Concordare con il relatore una scaletta di domande oppure lasciar fare a lui? Mai concordato nulla. Pianificando gli interventi si perde completamente il senso di spontaneità della presentazione stessa. Amo farmi stupire.

Presentazione in locale con vino e cibarie? Il cibo unisce e così il bicchiere di vino. Tolti i locali che in questo sono maestri, anche un piccolo buffet offerto dalla libreria aggiunge un tocco di allegria all’incontro letterario. Non c’è bisogno di strafare con chissà quali elaborate proposte: la libreria Trame di Bologna, mio luogo del cuore, da sempre fa trovare ai suoi lettori un po’ di tarallucci e del vino a fine presentazione, è una libera iniziativa della libraia. Il momento finale degli incontri, da Trame, è sempre molto gradito: l’autore saluta finalmente lettori e conoscenti, ognuno beve volentieri un bicchiere di vino e può dare un’occhiata ai libri, sgranocchiando taralli. Un momento molto semplice e molto condiviso, credo che si debba puntare a questo.

La presentazione più originale che hai organizzato? Proprio da Trame anni fa, in occasione dell’uscita di Anemone al buio (Fazi editore) abbiamo letto alcune pagine “al buio” guidati dalla voce di una lettrice, Stefania Borghi.

In Veneto, con un gruppetto di amici, abbiamo narrato un romanzo camminando in aperta campagna. La biblioteca Martinelli di Porretta Terme è sempre un salotto pieno di amici affettuosi e non manca mai una bella cena finale, da qualche parte, in giro per le montagne.

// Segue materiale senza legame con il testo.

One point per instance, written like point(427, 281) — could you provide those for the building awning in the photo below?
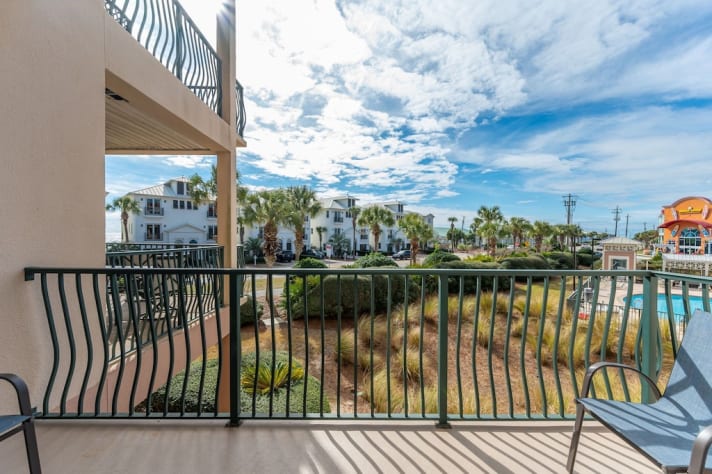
point(695, 222)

Le belle presentazioni che vorrei citare sono tante, in effetti. Diciamo che amo tutti i contesti dove l’autore arriva e percepisce una sorta di caloroso “Ti stavamo aspettando” da parte dell’organizzazione e dei lettori locali: non importa arrivare a grandi numeri, importa essere parte di quel sentimento di condivisione.

Magnifiche le iniziative noir su Rieti e Fermo, per citarne alcune. Di contro, purtroppo, non mancano mai le piazze che pongono premesse roboanti all’evento letterario per poi farti trovare una sedia, un microfono, un minuscolo volantino appiccicato da qualche parte e una platea quasi vuota. Quelli sono sempre pronti a dire “Eh, scusa, oggi c’è…” (a scelta: la partita, un altro evento poco distante, il blocco del traffico, la pioggia, l’invasione aliena etc) e la percezione dell’autore è “mi hanno sbattuto qui e non vedono l’ora che io finisca di parlare”. La differenza sta nel cuore delle persone.